When my Flip-Pal Mobile Scanner finally arrives I will add it to the Grab List or put it in my Genealogy Research Bag.

My Genealogy Research Bag is a life-saver. Hubs and I can decide on a moment's notice to go researching. I get the bag, check the grab list, call out the items to hubs which he collects and bingo we are out the door.

Of course we do have to make sure both dogs are taken care of - that Barley is out in her run with a huge dish of water and that Webley is in his room with a bed, a toy and water, that the chickens and guinea hens are out of their pen, that our donkey has a carrot before we leave... but those are on our mental check-list every time we leave the house even to go grocery shopping! We can still be out the door within a half hour of deciding we are leaving. What a wonderful change from the days of scrambling around the house wondering where I put everything I need.


Thomas MacEntee said...

Another item that I always pack is a mini power strip. Not only does it allow me to get power for my devices, but usually it is a good way to meet fellow researchers!

Joan Miller said...

Great list Lorine! I always pack a memory stick and my magic wand portable scanner.

Elizabeth O'Neal said...

Great list, Lorine! I always include my digital camera, for those places where certain portable scanners are not allowed (like NARA).

Geniaus said...

That's a mighty long list. I'm a sad case who takes most of this stuff everywhere in my large handbag all the time. Problem is here in Australia and some places I've been in the UK you are not allowed to take a bag into some libraries and archives and I've only got two hands!

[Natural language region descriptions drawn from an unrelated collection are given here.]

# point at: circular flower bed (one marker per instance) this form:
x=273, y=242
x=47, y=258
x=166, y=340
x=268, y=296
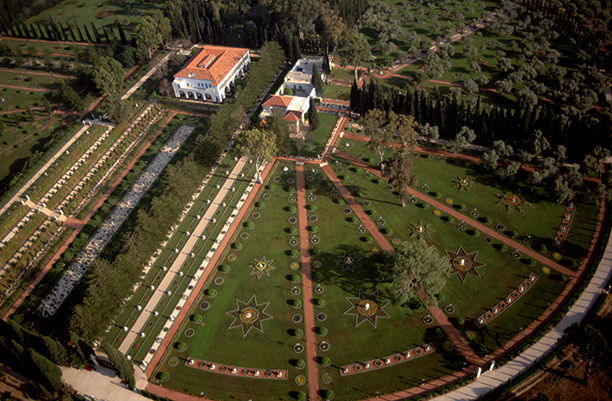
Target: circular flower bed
x=427, y=319
x=324, y=346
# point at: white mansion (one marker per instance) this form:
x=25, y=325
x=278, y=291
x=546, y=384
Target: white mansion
x=211, y=74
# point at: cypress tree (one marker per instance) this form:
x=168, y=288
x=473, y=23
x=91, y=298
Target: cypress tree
x=47, y=370
x=317, y=82
x=119, y=362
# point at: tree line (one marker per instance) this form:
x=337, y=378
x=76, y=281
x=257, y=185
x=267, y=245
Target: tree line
x=578, y=132
x=111, y=278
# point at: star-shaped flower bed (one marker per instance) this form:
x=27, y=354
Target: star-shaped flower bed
x=262, y=266
x=248, y=315
x=348, y=261
x=464, y=263
x=366, y=308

I always make sure I wear trousers and a top with lots of poskets to accommodate all of my paraphernalia.

hummer said...

Like you list and the additions in the comments.

Penny said...

What would you suggest to take if you don't have an iPad? Do I create a notebook with all my lines? Include research questions? Also, I prefer to use notebooks. In other words, what would you have taken in the 'olden' days of genealogy research?

Penny said...

What would you suggest to take if you don't have an iPad? Do I create a notebook with all my lines? Include research questions? Also, I prefer to use notebooks. In other words, what would you have taken in the 'olden' days of genealogy research?

Genealogy Blogger said...

Hi Penny - great question! In the olden days :-) I used to take binders with my notes of what I needed. That wasn't the best because I always needed something I didn't have.

Then I got a laptop and took that which was wonderful. I still made a plan ahead of time and took my list of what I wanted to find but I had my laptop to check facts or look up another ancestor if needed.

Now I take my Ipad in place of a laptop, but I still take my notes (my plan of what I want to do in that library or archive)

Genealogy Blogger said...

Great suggestions from everyone! I especially like the idea of taking a digital camera. I was going to use my Iphone for photos but the camera will do a better job.

Power strip - great idea if you have a laptop but I probably won't need it with my Ipad. Memory sticks don't work on Ipads (Darn!) but love the portable scanner - I'm waiting for my Flip-Pal to arrive!

I don't have any tops with pockets (another great idea) but will put my thinking cap on to see what else might work - perhaps an apron with pockets?

Jeanne said...

Toss a thumb drive into the bag if you're taking a laptop. Several sites now allow you to copy things off computers using your little USB key-chain-size drive.

Anonymous said...

One suggestion for the person with no tops with pockets is a fisherman's vest from a sports catalog like REI, etc. You can also get a pattern for making one for all sorts of travel in any material. Some are more feminine than others. They are good for safety when traveling.